I tried to grep a 1M row '|' separated file with 320K patterns from another file with piping to Ole Tange's parallel package and piping the matched results into another file. I am using Cygwin on Windows 7 with 24 cores and 16GB physical memory.
The command I used after going thru this link Grepping a huge file (80GB) any way to speed it up?
< matchReport1.dat parallel --pipe --block 2M LC_ALL=C grep --file=nov15.DAT > test.match
where matchReport1.dat is the 1M row '|' separated file and the 320K patterns are stored in nov15.DAT. The task manager activity hits all 24 cores and the amount of physical memory usage jumps to ~15GB and I start getting messages that grep memory has been exhausted.
I then tried to split the nov15.DAT patterns file into 10 smaller chunks and run grep of those
parallel --bar -j0 -a xaa "LC_ALL=C grep {} matchReport1.dat" > testxaa
but this just takes too long (only 1.6K out of 30K lines grepping took aout 15 minutes).

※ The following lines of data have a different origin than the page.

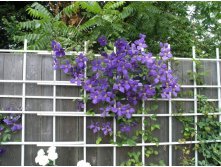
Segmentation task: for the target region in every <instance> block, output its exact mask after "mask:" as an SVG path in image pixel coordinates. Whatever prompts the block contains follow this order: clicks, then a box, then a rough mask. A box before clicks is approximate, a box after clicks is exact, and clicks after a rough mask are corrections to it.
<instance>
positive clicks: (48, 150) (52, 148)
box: [47, 146, 56, 153]
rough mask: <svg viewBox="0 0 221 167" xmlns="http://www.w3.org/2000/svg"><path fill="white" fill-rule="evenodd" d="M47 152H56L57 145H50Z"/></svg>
mask: <svg viewBox="0 0 221 167" xmlns="http://www.w3.org/2000/svg"><path fill="white" fill-rule="evenodd" d="M47 152H48V153H54V152H56V147H55V146H51V147H49V148H48V151H47Z"/></svg>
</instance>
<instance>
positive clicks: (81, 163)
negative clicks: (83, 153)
mask: <svg viewBox="0 0 221 167" xmlns="http://www.w3.org/2000/svg"><path fill="white" fill-rule="evenodd" d="M89 166H91V164H90V163H88V162H86V161H84V160H81V161H79V162H78V163H77V167H89Z"/></svg>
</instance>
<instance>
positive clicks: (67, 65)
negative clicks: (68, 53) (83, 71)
mask: <svg viewBox="0 0 221 167" xmlns="http://www.w3.org/2000/svg"><path fill="white" fill-rule="evenodd" d="M71 68H72V66H71V64H70V61H68V60H66V61H65V64H62V65H61V66H60V69H62V70H63V71H64V73H65V74H67V73H68V72H69V71H70V69H71Z"/></svg>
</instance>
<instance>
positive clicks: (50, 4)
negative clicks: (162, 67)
mask: <svg viewBox="0 0 221 167" xmlns="http://www.w3.org/2000/svg"><path fill="white" fill-rule="evenodd" d="M220 4H221V2H124V1H116V2H113V1H112V2H94V1H90V2H86V1H85V2H82V1H81V2H41V3H38V2H34V3H32V4H31V5H29V6H28V7H25V9H26V15H25V16H26V17H25V18H26V19H23V20H25V21H22V22H20V23H19V24H18V20H17V19H15V20H12V19H11V22H10V23H9V21H8V20H10V19H5V18H4V19H5V20H4V22H3V24H4V26H5V27H6V28H5V30H6V32H7V33H8V34H10V35H9V36H8V38H9V39H10V41H12V39H13V40H15V42H16V43H18V44H19V43H20V42H22V41H23V40H24V38H26V39H28V41H29V47H30V48H32V49H49V48H50V41H51V40H53V39H55V40H58V41H60V42H61V43H62V44H63V46H65V47H66V48H69V49H73V48H74V49H77V50H78V49H81V48H80V46H81V44H82V43H83V41H86V40H89V41H90V46H91V47H93V48H94V49H95V50H96V43H95V42H94V41H96V40H97V38H98V37H99V36H100V35H105V36H107V38H108V39H109V40H113V41H114V39H116V38H119V37H123V38H126V39H127V40H128V41H133V40H134V39H135V38H136V37H137V36H138V34H139V33H143V34H146V35H147V43H149V44H150V46H149V47H150V49H151V50H152V51H154V52H155V53H157V52H158V48H159V47H158V46H159V42H160V41H162V42H169V43H170V44H171V46H172V51H173V53H174V55H175V56H182V57H183V56H184V57H191V47H192V46H193V45H195V46H196V47H197V53H198V55H199V56H207V57H208V56H215V53H214V51H215V47H217V46H219V45H220V41H221V40H220V33H221V31H220V24H221V22H220V20H221V13H220V11H221V5H220ZM20 20H22V19H20ZM20 20H19V21H20ZM7 21H8V22H7ZM10 27H11V28H13V29H10ZM12 30H13V31H12ZM15 42H11V43H15ZM17 46H18V45H15V47H17Z"/></svg>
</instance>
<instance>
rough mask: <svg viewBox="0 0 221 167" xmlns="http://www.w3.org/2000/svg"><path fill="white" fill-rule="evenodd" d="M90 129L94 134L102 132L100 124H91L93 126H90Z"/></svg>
mask: <svg viewBox="0 0 221 167" xmlns="http://www.w3.org/2000/svg"><path fill="white" fill-rule="evenodd" d="M88 128H89V129H91V130H92V131H93V133H97V132H99V131H100V130H101V127H100V123H99V122H96V123H91V125H89V126H88Z"/></svg>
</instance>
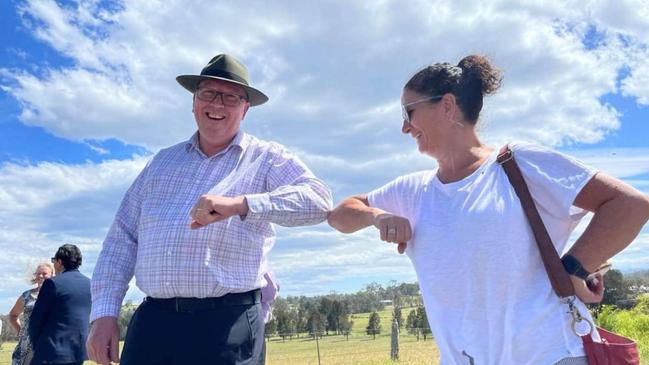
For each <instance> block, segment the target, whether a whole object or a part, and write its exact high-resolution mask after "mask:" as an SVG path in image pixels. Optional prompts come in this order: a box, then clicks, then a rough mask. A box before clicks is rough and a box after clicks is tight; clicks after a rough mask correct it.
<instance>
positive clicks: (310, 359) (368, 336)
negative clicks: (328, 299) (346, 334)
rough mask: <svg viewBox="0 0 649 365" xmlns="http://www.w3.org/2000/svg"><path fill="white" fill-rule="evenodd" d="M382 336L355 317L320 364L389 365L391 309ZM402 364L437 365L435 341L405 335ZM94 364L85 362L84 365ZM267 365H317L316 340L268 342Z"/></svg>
mask: <svg viewBox="0 0 649 365" xmlns="http://www.w3.org/2000/svg"><path fill="white" fill-rule="evenodd" d="M408 313H409V310H408V309H404V310H403V313H402V314H403V318H404V320H405V318H406V317H407V316H408ZM379 315H380V316H381V326H382V328H383V333H381V334H379V335H377V336H376V339H375V340H373V339H372V336H370V335H367V334H365V327H366V326H367V322H368V320H369V313H364V314H355V315H354V317H353V318H352V320H353V321H354V326H353V328H352V332H351V334H350V335H349V340H346V339H345V336H324V337H323V338H322V339H320V340H318V345H319V347H320V364H322V365H356V364H358V365H383V364H385V365H388V364H393V362H392V361H391V360H390V323H391V322H390V321H391V317H392V312H391V310H390V309H388V310H385V311H382V312H379ZM15 346H16V343H15V342H14V343H11V342H7V343H5V344H3V346H2V350H0V365H9V364H11V353H12V351H13V349H14V347H15ZM399 350H400V351H399V352H400V360H399V362H398V363H399V364H408V365H410V364H413V365H420V364H421V365H424V364H426V365H429V364H437V359H438V357H439V355H438V353H437V348H436V347H435V343H434V341H432V340H431V339H430V337H429V338H428V339H427V340H426V341H423V338H422V339H421V340H420V341H417V338H416V337H414V336H410V335H406V334H402V335H401V336H400V341H399ZM91 364H95V363H94V362H92V361H86V362H85V365H91ZM266 364H268V365H310V364H313V365H317V364H318V352H317V347H316V341H315V340H313V339H312V338H310V337H307V335H301V336H300V338H295V337H294V338H293V340H288V339H286V341H282V339H281V338H270V340H269V341H268V343H267V357H266Z"/></svg>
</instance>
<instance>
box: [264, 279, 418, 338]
mask: <svg viewBox="0 0 649 365" xmlns="http://www.w3.org/2000/svg"><path fill="white" fill-rule="evenodd" d="M387 304H395V306H400V305H403V304H406V305H419V304H421V298H420V296H419V285H417V284H408V283H402V284H396V282H390V283H389V285H387V286H386V287H383V286H382V285H380V284H377V283H371V284H368V285H367V286H365V288H364V289H363V290H361V291H359V292H356V293H353V294H336V293H332V294H329V295H322V296H316V297H306V296H297V297H295V296H289V297H286V298H281V297H280V298H278V299H277V300H276V301H275V303H274V305H273V319H272V320H271V321H270V322H268V323H267V324H266V335H267V336H272V335H278V336H280V337H281V338H282V339H284V340H285V339H286V338H289V339H292V338H293V337H294V336H298V337H299V336H300V334H301V333H307V334H308V335H309V336H312V337H315V336H323V335H330V334H334V335H346V336H349V331H350V330H351V328H352V324H353V321H352V319H351V318H350V316H351V314H352V313H367V312H376V311H380V310H383V309H384V308H385V306H386V305H387ZM375 314H376V313H375ZM376 318H377V319H378V314H376ZM378 321H379V322H380V319H378ZM368 331H371V332H373V333H371V334H374V335H375V334H378V333H380V325H378V326H377V327H376V328H374V327H372V328H371V329H368ZM368 334H370V332H368Z"/></svg>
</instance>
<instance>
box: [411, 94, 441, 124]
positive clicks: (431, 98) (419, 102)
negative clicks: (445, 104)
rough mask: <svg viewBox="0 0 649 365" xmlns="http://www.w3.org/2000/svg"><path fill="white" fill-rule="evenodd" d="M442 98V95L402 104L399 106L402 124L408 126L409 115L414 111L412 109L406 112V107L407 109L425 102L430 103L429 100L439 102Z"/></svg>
mask: <svg viewBox="0 0 649 365" xmlns="http://www.w3.org/2000/svg"><path fill="white" fill-rule="evenodd" d="M442 97H444V95H435V96H429V97H427V98H424V99H419V100H415V101H413V102H410V103H408V104H403V105H401V117H402V118H403V120H404V122H406V123H408V124H410V114H412V112H413V111H414V110H415V109H414V108H412V109H410V110H408V107H409V106H413V105H416V104H420V103H423V102H425V101H430V100H439V99H441V98H442Z"/></svg>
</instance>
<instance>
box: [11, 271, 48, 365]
mask: <svg viewBox="0 0 649 365" xmlns="http://www.w3.org/2000/svg"><path fill="white" fill-rule="evenodd" d="M52 276H54V266H53V265H52V264H51V263H49V262H43V263H40V264H38V266H36V270H35V271H34V274H33V277H32V280H31V281H32V284H36V287H35V288H32V289H29V290H26V291H24V292H23V293H22V294H21V295H20V297H18V300H16V304H15V305H14V307H13V308H11V311H10V312H9V323H10V324H11V326H12V327H13V328H14V329H15V330H16V332H17V333H18V345H16V348H15V349H14V352H13V354H12V356H11V359H12V362H11V364H12V365H29V363H30V362H31V358H32V355H33V352H32V346H31V343H30V342H29V335H28V332H27V327H28V326H29V316H30V315H31V313H32V309H34V303H35V302H36V298H37V297H38V292H39V290H40V289H41V285H43V282H44V281H45V280H46V279H49V278H51V277H52ZM21 317H22V318H21Z"/></svg>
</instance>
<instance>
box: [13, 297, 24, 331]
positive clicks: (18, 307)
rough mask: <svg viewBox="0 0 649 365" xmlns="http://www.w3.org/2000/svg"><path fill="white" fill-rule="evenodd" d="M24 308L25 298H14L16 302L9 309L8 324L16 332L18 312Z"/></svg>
mask: <svg viewBox="0 0 649 365" xmlns="http://www.w3.org/2000/svg"><path fill="white" fill-rule="evenodd" d="M24 308H25V300H24V299H23V297H22V296H21V297H20V298H18V300H16V304H14V307H13V308H11V310H10V311H9V324H10V325H11V327H13V328H14V330H16V333H20V314H21V313H22V312H23V309H24Z"/></svg>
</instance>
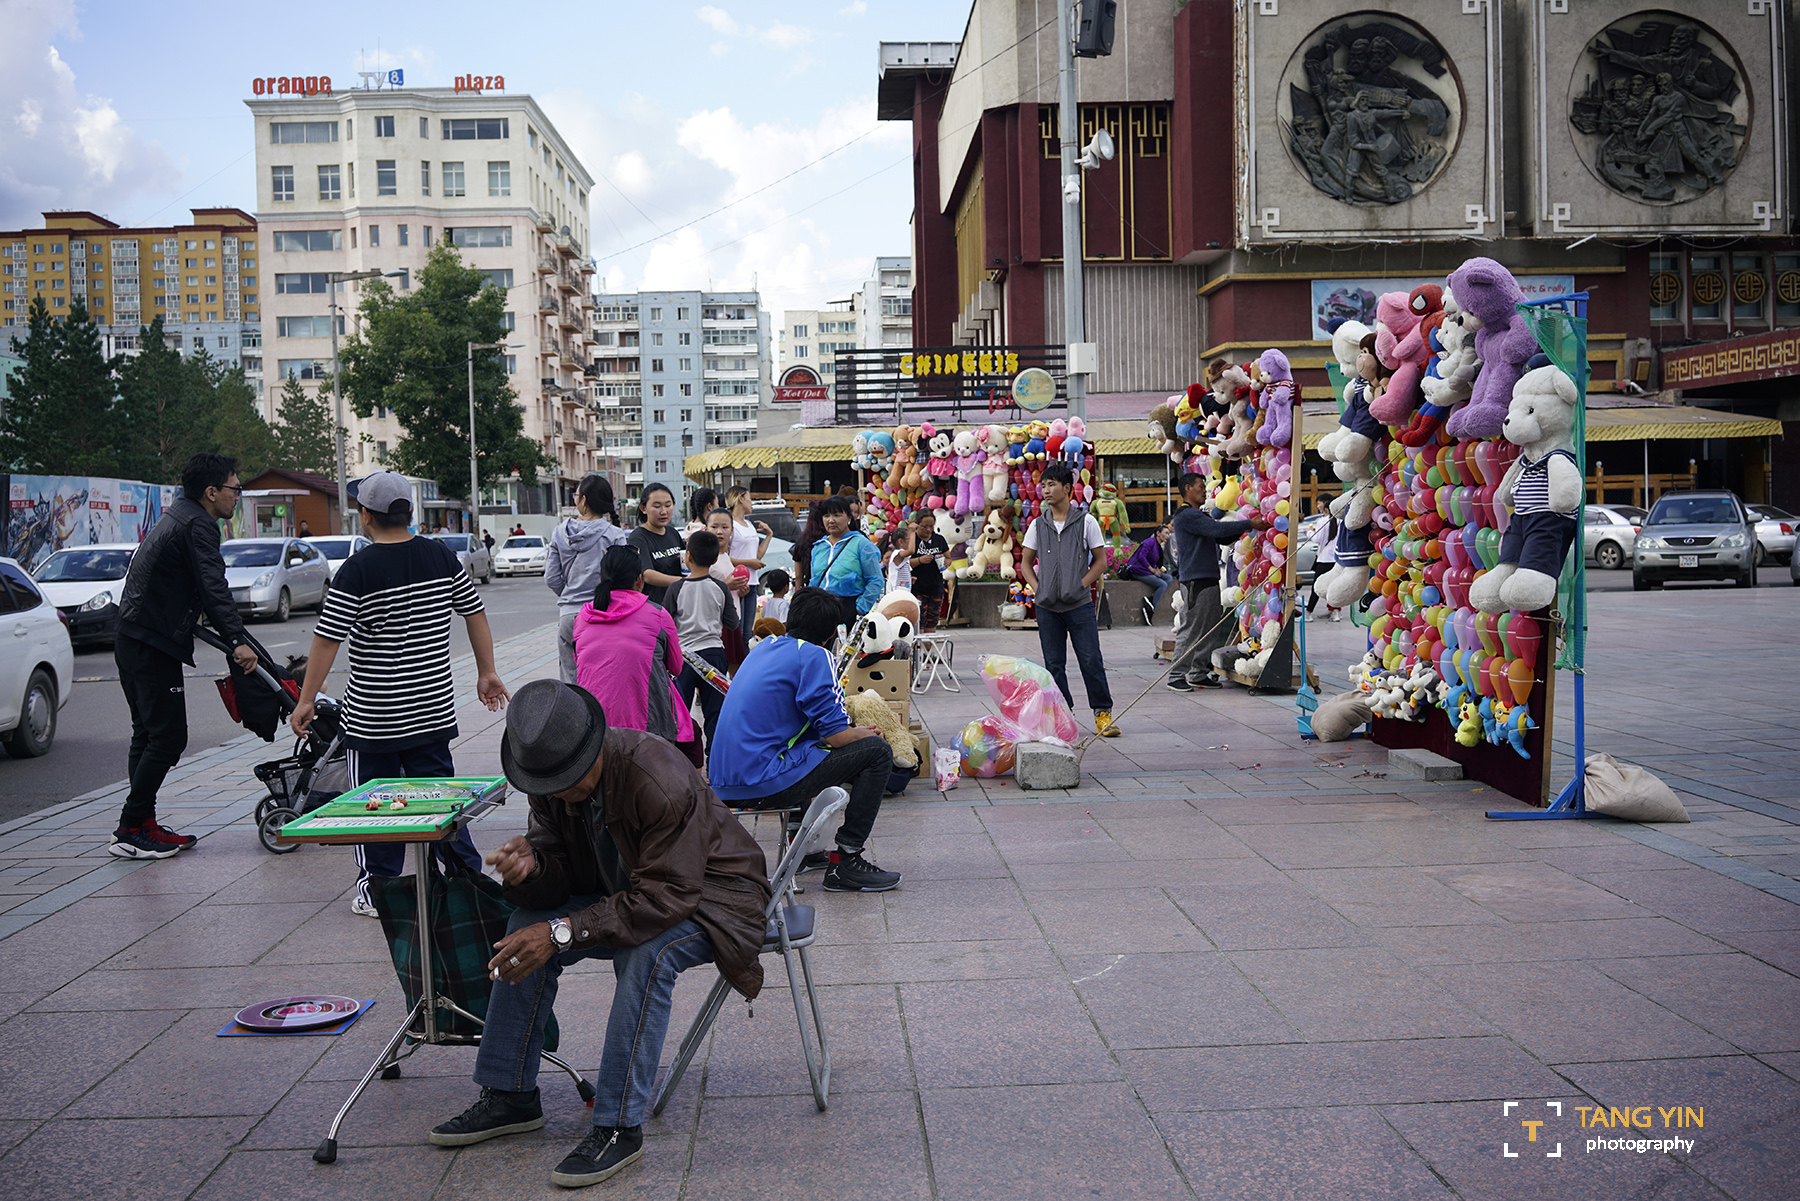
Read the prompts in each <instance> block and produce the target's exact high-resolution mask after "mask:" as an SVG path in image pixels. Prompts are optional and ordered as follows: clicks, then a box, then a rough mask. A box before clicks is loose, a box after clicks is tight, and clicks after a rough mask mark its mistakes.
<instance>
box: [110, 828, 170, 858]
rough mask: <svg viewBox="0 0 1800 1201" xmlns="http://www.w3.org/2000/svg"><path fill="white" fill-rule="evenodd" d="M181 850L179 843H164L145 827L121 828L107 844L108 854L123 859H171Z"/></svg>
mask: <svg viewBox="0 0 1800 1201" xmlns="http://www.w3.org/2000/svg"><path fill="white" fill-rule="evenodd" d="M180 850H182V848H180V844H178V843H164V841H162V839H158V837H157V835H155V834H151V832H149V830H146V828H144V826H131V828H126V826H119V828H117V830H113V837H112V843H108V844H106V853H108V855H119V857H121V859H169V857H171V855H176V853H180Z"/></svg>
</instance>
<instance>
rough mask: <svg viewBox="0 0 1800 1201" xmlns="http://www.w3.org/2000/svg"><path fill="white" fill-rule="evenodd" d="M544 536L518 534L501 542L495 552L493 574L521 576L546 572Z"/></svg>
mask: <svg viewBox="0 0 1800 1201" xmlns="http://www.w3.org/2000/svg"><path fill="white" fill-rule="evenodd" d="M544 555H545V551H544V538H540V537H536V535H529V533H526V535H518V533H515V535H513V537H511V538H508V540H506V542H502V544H500V547H499V549H497V551H495V553H493V574H497V576H520V574H533V576H542V574H544V562H545V560H544Z"/></svg>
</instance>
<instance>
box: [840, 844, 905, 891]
mask: <svg viewBox="0 0 1800 1201" xmlns="http://www.w3.org/2000/svg"><path fill="white" fill-rule="evenodd" d="M898 882H900V873H898V871H882V870H880V868H877V866H875V864H873V862H869V861H868V859H864V857H862V852H860V850H835V852H832V866H830V868H826V871H824V891H828V893H886V891H887V889H889V888H895V886H896V884H898Z"/></svg>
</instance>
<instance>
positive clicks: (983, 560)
mask: <svg viewBox="0 0 1800 1201" xmlns="http://www.w3.org/2000/svg"><path fill="white" fill-rule="evenodd" d="M1012 524H1013V515H1012V506H1010V504H1003V506H1001V508H997V510H992V511H990V513H988V520H986V522H985V524H983V526H981V537H979V538H976V540H974V542H970V544H968V551H970V555H968V565H967V567H961V569H958V573H956V576H958V578H959V580H979V578H981V576H985V574H988V571H990V569H992V567H999V569H1001V580H1012V578H1013V565H1012V551H1013V538H1012Z"/></svg>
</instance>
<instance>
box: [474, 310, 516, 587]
mask: <svg viewBox="0 0 1800 1201" xmlns="http://www.w3.org/2000/svg"><path fill="white" fill-rule="evenodd" d="M517 349H520V346H518V344H517V342H470V344H468V537H470V544H468V546H470V551H473V549H475V542H473V538H479V537H481V475H479V472H477V470H475V351H517Z"/></svg>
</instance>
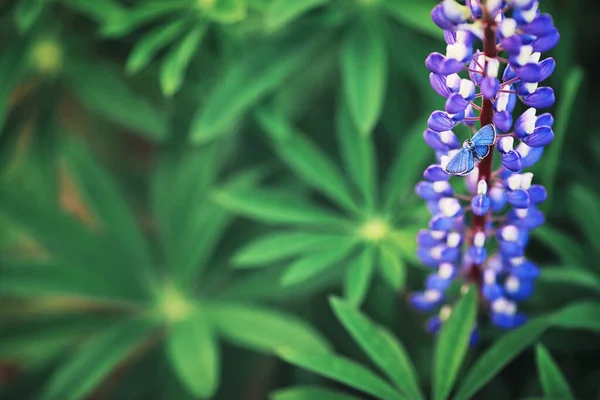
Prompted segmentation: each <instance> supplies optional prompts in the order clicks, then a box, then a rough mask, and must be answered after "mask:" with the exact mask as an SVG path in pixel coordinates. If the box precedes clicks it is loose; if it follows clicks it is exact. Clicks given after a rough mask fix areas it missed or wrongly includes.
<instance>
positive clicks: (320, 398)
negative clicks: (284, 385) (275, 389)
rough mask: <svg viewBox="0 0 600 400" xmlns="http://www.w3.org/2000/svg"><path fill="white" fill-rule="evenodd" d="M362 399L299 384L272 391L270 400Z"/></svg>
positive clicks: (323, 389)
mask: <svg viewBox="0 0 600 400" xmlns="http://www.w3.org/2000/svg"><path fill="white" fill-rule="evenodd" d="M314 399H319V400H360V399H359V398H358V397H354V396H350V395H349V394H345V393H341V392H337V391H334V390H331V389H325V388H320V387H317V386H297V387H292V388H288V389H281V390H278V391H276V392H274V393H271V395H270V396H269V400H314Z"/></svg>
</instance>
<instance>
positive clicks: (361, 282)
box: [344, 246, 375, 307]
mask: <svg viewBox="0 0 600 400" xmlns="http://www.w3.org/2000/svg"><path fill="white" fill-rule="evenodd" d="M374 267H375V250H374V249H373V248H372V247H371V246H367V247H365V248H364V249H363V250H362V251H361V253H360V254H359V255H358V256H357V257H356V258H355V259H354V260H353V261H350V262H349V267H348V270H347V271H346V274H345V277H344V298H345V299H346V300H347V301H348V302H349V303H350V304H352V305H353V306H355V307H360V305H361V304H362V303H363V301H364V299H365V297H366V296H367V292H368V291H369V286H370V284H371V279H372V277H373V270H374Z"/></svg>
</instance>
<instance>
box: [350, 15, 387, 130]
mask: <svg viewBox="0 0 600 400" xmlns="http://www.w3.org/2000/svg"><path fill="white" fill-rule="evenodd" d="M384 43H385V42H384V40H383V38H382V36H381V32H380V31H379V28H378V26H377V24H375V23H373V24H368V23H367V22H366V21H364V22H363V23H359V24H357V25H355V26H354V27H353V28H352V29H351V31H350V32H349V33H348V34H347V37H346V38H345V40H344V44H343V46H342V61H341V62H342V65H341V68H342V80H343V87H344V95H345V99H346V101H347V102H348V106H349V109H350V115H351V117H352V118H353V121H354V123H355V125H356V126H357V127H358V129H359V131H360V133H361V134H363V135H369V134H370V133H371V132H372V131H373V128H374V127H375V125H376V124H377V121H378V120H379V117H380V116H381V112H382V110H383V103H384V99H385V89H386V81H387V55H386V49H385V47H384Z"/></svg>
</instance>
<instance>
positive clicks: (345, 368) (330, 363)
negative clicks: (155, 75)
mask: <svg viewBox="0 0 600 400" xmlns="http://www.w3.org/2000/svg"><path fill="white" fill-rule="evenodd" d="M279 356H280V357H281V358H282V359H283V360H284V361H287V362H289V363H290V364H293V365H296V366H298V367H301V368H304V369H306V370H308V371H311V372H314V373H316V374H318V375H321V376H324V377H326V378H329V379H332V380H334V381H337V382H340V383H344V384H346V385H348V386H350V387H352V388H354V389H357V390H360V391H362V392H365V393H368V394H370V395H373V396H375V397H377V398H380V399H383V400H401V399H404V397H403V396H401V395H400V394H398V393H397V392H396V390H395V389H394V388H393V387H392V386H390V385H389V384H388V383H386V382H385V381H383V380H382V379H381V378H379V377H378V376H377V375H375V374H374V373H373V372H371V371H370V370H368V369H367V368H366V367H364V366H362V365H360V364H358V363H356V362H354V361H351V360H348V359H346V358H343V357H339V356H335V355H330V354H311V353H302V352H299V351H293V350H281V351H279Z"/></svg>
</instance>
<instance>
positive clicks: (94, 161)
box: [64, 139, 152, 268]
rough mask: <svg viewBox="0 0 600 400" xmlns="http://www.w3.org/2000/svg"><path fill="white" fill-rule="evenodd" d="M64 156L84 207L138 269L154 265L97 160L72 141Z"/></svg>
mask: <svg viewBox="0 0 600 400" xmlns="http://www.w3.org/2000/svg"><path fill="white" fill-rule="evenodd" d="M64 154H65V159H66V161H67V165H68V172H69V176H70V177H72V178H74V181H75V184H76V186H77V190H78V191H80V192H81V194H82V195H83V197H84V203H85V205H86V206H88V207H90V208H91V211H92V213H93V215H94V216H95V217H96V218H98V219H99V221H100V223H101V224H102V225H103V230H104V231H106V232H107V233H108V236H109V237H110V238H111V240H114V241H115V242H116V245H117V246H118V247H119V248H120V249H121V251H122V252H123V253H130V254H131V256H132V261H133V262H134V263H136V264H137V265H138V267H140V268H147V266H148V265H149V264H151V263H152V257H151V254H150V250H149V248H148V245H147V243H146V241H145V239H144V236H143V235H142V233H141V232H140V230H139V228H138V224H137V221H136V219H135V218H134V216H133V215H132V211H131V209H130V207H129V205H128V204H127V203H126V202H125V201H124V199H123V198H122V196H121V194H120V193H119V189H118V188H117V186H116V185H115V183H114V181H113V180H112V178H111V177H110V176H109V174H108V173H107V172H106V171H105V170H104V169H102V168H101V167H100V166H99V165H98V164H97V163H96V162H95V161H94V158H93V156H92V155H91V154H90V152H89V150H87V149H86V148H85V147H84V145H83V144H82V143H79V142H77V141H76V140H73V139H71V140H69V141H67V142H66V143H65V151H64Z"/></svg>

My nov15.DAT pattern file consists of strings like 'A12345M' and the file where this pattern needs to match i.e. matchReport1.dat has strings like 'A12345M_dfdf' and 'A12345M_02' so cannot use the -F option in grep. Could someone suggest a fix or any other option other than using databases?
Heres a sample
nov15.DAT -> http://pastebin.com/raw/cUeGcYLb
matchReport1.dat -> http://pastebin.com/raw/01KSGN6k